Chesapeake & Ohio Canal Co. v. Baltimore & Ohio Rail Road

4 G. & J. 1
CourtCourt of Appeals of Maryland
DecidedJune 15, 1832
StatusPublished
Cited by53 cases

This text of 4 G. & J. 1 (Chesapeake & Ohio Canal Co. v. Baltimore & Ohio Rail Road) is published on Counsel Stack Legal Research, covering Court of Appeals of Maryland primary law. Counsel Stack provides free access to over 12 million legal documents including statutes, case law, regulations, and constitutions.

Bluebook
Chesapeake & Ohio Canal Co. v. Baltimore & Ohio Rail Road, 4 G. & J. 1 (Md. 1832).

Opinions

Buchanan, Ch. J.,

delivered the opinion of the court.

The charter of the Potomac Company, was created by the mutual and concurrent legislative acts of Maryland and Virginia, in the year 1784, to which there are many supplements.

The act for incorporating the Chesapeake and Ohio Canal Company, was passed by the legislature of Virginia on the 27th of January, 1824. The 1st section of which has this provision, “that so soon as the legislatures of Maryland and Pennsylvania, and the Congress of the United States, shall assent to the provisions of this act, and the Potomac Company shall have signified their assent to the same, by their corporate act, a copy whereof shall be delivered to the executives of the several States aforesaid, and to the Secretary of the Treasury of the United States, there shall be appointed by the said executives, and President of the United States,, three commissioners on the part of each State, and the government of the United States,” for the purpose among other things, of causing books to be opened under the management of “persons to be by them appointed for receiving subscriptions to the capital stock of the company,” &c. And by the 22d section it is enacted, “that this act or so much thereof as respects the canal and works designed to be constructed in the District of Columbia, and ' the states of Virginia and Maryland, shall take effect, with such necessary modification in the construction thereof, as shall fit it for such limited application or use, upon the assent of the Congress of the United States, and the legislature of Maryland being given thereto; and upon its receiving the further assent of the legislature of Pennsylvania, the whole and every section, and part thereof, shall be valid and in full force and operation.”

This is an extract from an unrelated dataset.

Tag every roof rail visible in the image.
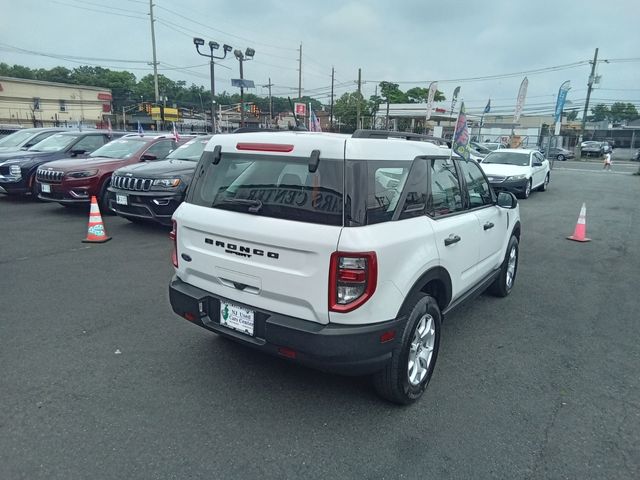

In an act of the legislature of the state of Maryland, passed on the 31st day of January, 1825, at the December session, 1824, entitled, “an act to confirm an act of the general assembly of the state of Virginia,” entitled, “an act incorporating the Chesapeake and Ohio Canal Company,” after [73]*73reciting that act, the assent of the legislature is given to it in these words, “that the said act of the general assembly of Virginia be, and the same is hereby accepted, assented to, and confirmed.”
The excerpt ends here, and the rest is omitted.